Abstract Title: Unveiling the Invisible: Leveraging Neutron Scattering to Decode the Hierarchy of Structure and Dynamics in Conjugated Polymers

Abstract:

Organic semiconducting polymers have revolutionized the landscape of functional electronics, enabling a new generation of flexible displays, wearable sensors, neuromorphic computing, and bioelectronic interfaces. While traditional research has focused heavily on optimizing electronic metrics like charge carrier mobility and energy bandgaps, the underlying polymer physics—including chain rigidity, molecular entanglement, and glass transition behavior—remains the “black box” that dictates device reliability and performance.

In this talk, I will demonstrate how neutron scattering serves as the definitive lens for peering into these complex systems. Unlike X-ray techniques, neutron scattering combined with selective deuteration allows us to “label” specific molecular segments, providing a unique way to isolate single-chain conformations within dense, disordered environments.

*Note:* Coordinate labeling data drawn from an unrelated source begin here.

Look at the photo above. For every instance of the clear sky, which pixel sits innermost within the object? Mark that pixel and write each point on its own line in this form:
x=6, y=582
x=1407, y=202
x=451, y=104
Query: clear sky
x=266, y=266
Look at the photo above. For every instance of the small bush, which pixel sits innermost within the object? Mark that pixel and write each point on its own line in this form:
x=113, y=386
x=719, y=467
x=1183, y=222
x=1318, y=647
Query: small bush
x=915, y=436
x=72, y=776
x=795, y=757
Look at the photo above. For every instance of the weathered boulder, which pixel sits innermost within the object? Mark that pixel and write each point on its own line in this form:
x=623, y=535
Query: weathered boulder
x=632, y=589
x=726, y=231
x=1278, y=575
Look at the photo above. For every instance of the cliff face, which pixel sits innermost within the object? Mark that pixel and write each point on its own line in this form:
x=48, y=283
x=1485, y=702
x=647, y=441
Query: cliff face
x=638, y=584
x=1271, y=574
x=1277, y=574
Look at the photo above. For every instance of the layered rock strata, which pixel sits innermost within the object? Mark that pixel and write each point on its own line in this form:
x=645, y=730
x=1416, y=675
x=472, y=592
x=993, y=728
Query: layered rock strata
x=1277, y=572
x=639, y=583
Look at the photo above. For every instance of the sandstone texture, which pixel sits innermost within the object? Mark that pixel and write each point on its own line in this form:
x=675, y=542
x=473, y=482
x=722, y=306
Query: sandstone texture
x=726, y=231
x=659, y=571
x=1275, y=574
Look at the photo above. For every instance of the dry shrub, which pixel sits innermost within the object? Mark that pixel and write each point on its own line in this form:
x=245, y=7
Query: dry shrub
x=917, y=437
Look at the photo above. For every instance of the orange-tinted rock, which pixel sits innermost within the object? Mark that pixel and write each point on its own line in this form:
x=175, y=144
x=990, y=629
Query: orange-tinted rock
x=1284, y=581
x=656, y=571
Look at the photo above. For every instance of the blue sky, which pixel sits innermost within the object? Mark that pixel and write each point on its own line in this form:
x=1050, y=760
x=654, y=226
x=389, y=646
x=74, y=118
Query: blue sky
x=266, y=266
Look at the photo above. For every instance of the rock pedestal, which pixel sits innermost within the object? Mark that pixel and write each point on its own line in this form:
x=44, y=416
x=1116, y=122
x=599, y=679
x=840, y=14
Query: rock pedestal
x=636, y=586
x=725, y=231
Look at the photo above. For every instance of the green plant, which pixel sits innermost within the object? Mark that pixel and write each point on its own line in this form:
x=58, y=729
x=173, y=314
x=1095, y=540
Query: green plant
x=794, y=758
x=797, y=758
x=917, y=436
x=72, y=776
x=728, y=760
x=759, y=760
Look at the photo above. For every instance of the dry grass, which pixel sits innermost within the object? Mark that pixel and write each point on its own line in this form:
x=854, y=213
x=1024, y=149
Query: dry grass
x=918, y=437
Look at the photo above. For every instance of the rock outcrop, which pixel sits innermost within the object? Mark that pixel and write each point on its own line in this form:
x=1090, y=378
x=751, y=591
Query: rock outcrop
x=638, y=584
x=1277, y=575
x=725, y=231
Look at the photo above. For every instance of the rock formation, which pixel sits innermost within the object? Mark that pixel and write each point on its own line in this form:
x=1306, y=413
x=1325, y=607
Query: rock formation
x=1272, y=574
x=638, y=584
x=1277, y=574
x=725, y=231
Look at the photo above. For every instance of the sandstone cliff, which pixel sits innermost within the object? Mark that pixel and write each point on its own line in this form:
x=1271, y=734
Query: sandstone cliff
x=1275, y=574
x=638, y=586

I will discuss our recent efforts using Small-Angle Neutron Scattering and contrast matching to resolve the transition between aggregated and de-aggregated states in solution. Furthermore, I will highlight how these neutron-derived structural insights—specifically regarding backbone rigidity and persistence length—inform the design of polymers with superior solid-state morphology. By bridging the gap between fundamental chain dynamics and macroscopic device engineering, we show that neutron tools are not just characterization methods, but essential drivers for the next generation of organic electronic materials.